Le Conseil d’orientation des retraites part du principe que la population active sera stable, en retenant un taux de fécondité de 1,9 enfant par femme (chiffre identique au rapport 2007 du COR). Mensonge ! Depuis 2007 on a pu constater une croissance du taux de fécondité qui est passé à 2,1 enfants par femme.

Faux : Il n’est pas neutre de choisir d’augmenter l’âge légal de départ en retraite.


Aujourd’hui, l’âge légal de départ en retraite est de 60 ans. Par ailleurs, pour obtenir une retraite à taux plein, il faut cotiser 160 trimestres. L’âge légal pour commencer à travailler est actuellement de 16 ans. Des jeunes sans qualification se retrouvent sur le marché du travail par exemple dans des contrats aidés ; contrat de qualification, contrat d’apprentissage…pour un salaire de misère. Leurs perspectives d’évolution sont faibles

La proportion de smicards dans la population active est la suivante :

Si l’on décide d’en finir avec le fameux "dogme", et d’augmenter l’âge légal de départ en retraite (de 60 ans à 61 ou 62 ans), ce sont les ouvriers qui seront pénalisés avance Libération puisqu’ils ont commencé à travailler plus tôt : "Aujourd’hui déjà, ils cotisent plus que le minimum requis (40,5 ans en 2010) quand ils atteignent l’âge légal de départ à la retraite. Plus de la moitié des salariés qui ont liquidé leur retraite à 60 ans en 2009 ont ainsi cotisé 4 trimestres en trop. Repousser l’âge légal accentuera donc cette injustice". A l’inverse, augmenter seulement le nombre d’annuités pénaliserait plutôt les cadres qui entrent plus tard sur le marché du travail. Dans une certaine mesure, ces deux leviers répondent donc à des logiques de classe.

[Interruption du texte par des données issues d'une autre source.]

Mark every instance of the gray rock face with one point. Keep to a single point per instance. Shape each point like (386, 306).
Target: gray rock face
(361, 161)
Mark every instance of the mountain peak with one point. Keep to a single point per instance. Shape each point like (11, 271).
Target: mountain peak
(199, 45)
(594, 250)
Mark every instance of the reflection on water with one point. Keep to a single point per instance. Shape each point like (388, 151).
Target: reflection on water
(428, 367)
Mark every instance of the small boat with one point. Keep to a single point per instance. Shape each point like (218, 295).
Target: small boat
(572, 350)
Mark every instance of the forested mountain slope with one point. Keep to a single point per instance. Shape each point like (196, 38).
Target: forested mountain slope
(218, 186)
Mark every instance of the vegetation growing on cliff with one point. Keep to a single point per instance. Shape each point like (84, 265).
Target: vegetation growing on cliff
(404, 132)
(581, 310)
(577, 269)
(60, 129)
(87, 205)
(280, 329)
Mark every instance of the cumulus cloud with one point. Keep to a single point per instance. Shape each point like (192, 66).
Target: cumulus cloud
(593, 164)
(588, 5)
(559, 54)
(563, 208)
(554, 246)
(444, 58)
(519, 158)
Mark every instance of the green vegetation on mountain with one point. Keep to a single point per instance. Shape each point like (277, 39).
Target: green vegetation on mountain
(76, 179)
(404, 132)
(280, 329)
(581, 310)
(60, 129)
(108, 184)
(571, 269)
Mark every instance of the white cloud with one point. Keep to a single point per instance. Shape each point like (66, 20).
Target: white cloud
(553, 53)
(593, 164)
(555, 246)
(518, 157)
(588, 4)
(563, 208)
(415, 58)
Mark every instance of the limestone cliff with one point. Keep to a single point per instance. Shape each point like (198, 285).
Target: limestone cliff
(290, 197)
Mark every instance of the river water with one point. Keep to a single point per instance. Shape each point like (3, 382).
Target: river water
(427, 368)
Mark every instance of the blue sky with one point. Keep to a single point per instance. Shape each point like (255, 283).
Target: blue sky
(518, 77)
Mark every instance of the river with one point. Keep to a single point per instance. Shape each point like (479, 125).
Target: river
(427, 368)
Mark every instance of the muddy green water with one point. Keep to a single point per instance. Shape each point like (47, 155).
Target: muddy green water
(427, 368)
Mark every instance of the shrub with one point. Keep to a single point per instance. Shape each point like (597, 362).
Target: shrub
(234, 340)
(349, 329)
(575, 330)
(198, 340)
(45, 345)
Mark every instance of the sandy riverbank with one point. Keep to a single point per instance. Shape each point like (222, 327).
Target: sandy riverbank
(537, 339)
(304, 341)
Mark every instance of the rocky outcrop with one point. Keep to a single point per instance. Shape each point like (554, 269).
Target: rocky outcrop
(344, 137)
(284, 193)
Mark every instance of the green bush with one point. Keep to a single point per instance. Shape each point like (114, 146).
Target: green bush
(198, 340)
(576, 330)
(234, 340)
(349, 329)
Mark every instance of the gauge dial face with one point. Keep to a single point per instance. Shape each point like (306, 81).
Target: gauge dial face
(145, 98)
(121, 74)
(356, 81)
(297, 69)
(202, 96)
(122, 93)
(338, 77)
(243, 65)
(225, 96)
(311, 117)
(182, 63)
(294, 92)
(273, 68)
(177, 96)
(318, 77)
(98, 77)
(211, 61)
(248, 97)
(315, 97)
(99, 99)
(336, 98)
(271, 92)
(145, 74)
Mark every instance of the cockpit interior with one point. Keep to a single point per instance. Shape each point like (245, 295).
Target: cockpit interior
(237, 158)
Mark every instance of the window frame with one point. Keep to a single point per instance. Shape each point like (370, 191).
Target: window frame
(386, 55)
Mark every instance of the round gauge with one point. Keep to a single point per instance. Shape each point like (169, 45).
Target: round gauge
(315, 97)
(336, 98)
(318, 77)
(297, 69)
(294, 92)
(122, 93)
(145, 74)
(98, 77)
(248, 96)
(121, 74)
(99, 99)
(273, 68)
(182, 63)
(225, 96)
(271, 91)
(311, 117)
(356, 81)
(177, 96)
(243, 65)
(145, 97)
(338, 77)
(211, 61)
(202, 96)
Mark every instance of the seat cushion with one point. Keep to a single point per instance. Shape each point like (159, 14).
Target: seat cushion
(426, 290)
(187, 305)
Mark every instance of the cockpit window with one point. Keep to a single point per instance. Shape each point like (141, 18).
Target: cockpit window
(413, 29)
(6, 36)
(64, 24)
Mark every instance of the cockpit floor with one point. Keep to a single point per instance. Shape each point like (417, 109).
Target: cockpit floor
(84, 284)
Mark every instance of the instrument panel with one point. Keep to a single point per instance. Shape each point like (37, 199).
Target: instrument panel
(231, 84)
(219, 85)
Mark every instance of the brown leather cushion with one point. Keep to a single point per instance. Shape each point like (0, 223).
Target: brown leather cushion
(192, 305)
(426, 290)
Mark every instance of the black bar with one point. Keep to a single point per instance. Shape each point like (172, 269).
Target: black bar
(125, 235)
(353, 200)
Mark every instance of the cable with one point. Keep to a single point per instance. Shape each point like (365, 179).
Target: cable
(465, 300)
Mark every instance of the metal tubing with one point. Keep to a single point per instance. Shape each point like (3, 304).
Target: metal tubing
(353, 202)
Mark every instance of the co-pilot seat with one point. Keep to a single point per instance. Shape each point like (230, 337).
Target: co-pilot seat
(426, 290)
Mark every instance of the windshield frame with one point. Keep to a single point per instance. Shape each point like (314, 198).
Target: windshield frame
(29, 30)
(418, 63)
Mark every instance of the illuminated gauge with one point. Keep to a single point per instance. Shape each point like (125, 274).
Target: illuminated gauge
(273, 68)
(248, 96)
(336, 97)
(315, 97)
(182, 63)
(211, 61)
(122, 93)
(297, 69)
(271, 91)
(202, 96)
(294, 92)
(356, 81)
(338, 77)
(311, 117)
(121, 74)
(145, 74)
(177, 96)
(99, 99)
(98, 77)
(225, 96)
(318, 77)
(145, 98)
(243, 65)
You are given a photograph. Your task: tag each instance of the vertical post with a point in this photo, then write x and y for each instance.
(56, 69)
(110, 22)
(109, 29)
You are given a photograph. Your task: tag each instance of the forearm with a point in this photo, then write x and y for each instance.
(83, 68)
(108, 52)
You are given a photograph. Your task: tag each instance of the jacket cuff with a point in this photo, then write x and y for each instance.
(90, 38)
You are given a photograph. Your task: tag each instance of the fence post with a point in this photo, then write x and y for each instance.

L’espérance de vie augmente certes, mais qu’en est-il de l’espérance de gagner l’âge de la retraite en bonne santé ?


Les inégalités sociales de mortalité précoce sont particulièrement prononcées en France. Globalement, aux cadres et professions intermédiaires auxquels est associée une relativement faible mortalité s’opposent les employés et ouvriers caractérisés par une relativement forte mortalité. Ainsi, 6,7 % des hommes nés entre 1940 et 1946 et cadres dans le secteur privé à 36 ans sont décédés avant 60 ans1 contre 14,3 % de ceux employés ou ouvriers non qualifiés.


La surmortalité précoce relevée pour les employés et ouvriers pourrait ainsi également résulter des conditions de travail, susceptibles de dégrader leur état de santé, soit de façon directe, compte tenu des risques professionnels, soit de façon indirecte en accentuant leur dépendance vis-à-vis des comportements à risques (alcool, tabac, médicaments, etc.).

Si l’espérance de vie augmente incontestablement, ces années supplémentaires peuvent-elles être consacrées au travail tout en préservant quelques années de retraite paisible ? Rien n’est moins sûr. Encore faut-il être apte à poursuivre une activité professionnelle et arriver à l’âge à la retraite en bonne santé.

Pour le savoir, l’INSEE a un critère rarement mis en avant par les médias et les responsables politiques : l’espérance de vie en bonne santé, "c’est à dire sans limitation d’activité (ou sans incapacité majeure liée à des maladies chroniques, aux séquelles d’affections aiguës ou de traumatismes)". Ce chiffre est largement inférieur à l’espérance de vie à la naissance ou après 60 ans : "En France, en 2007, l’espérance de vie « en bonne santé » à la naissance est estimée à 64,2 ans pour les femmes. Elle est plus faible pour les hommes (63,1 ans)".

Dans un monde où l’économie n’est plus au service de l’homme mais l’homme au service de l’économie, les objectifs de productivité et les méthodes de management poussent les salariés jusqu’au bout de leurs limites. Jamais maladies, accidents du travail, souffrances physiques et psychologiques n’ont atteint un tel niveau.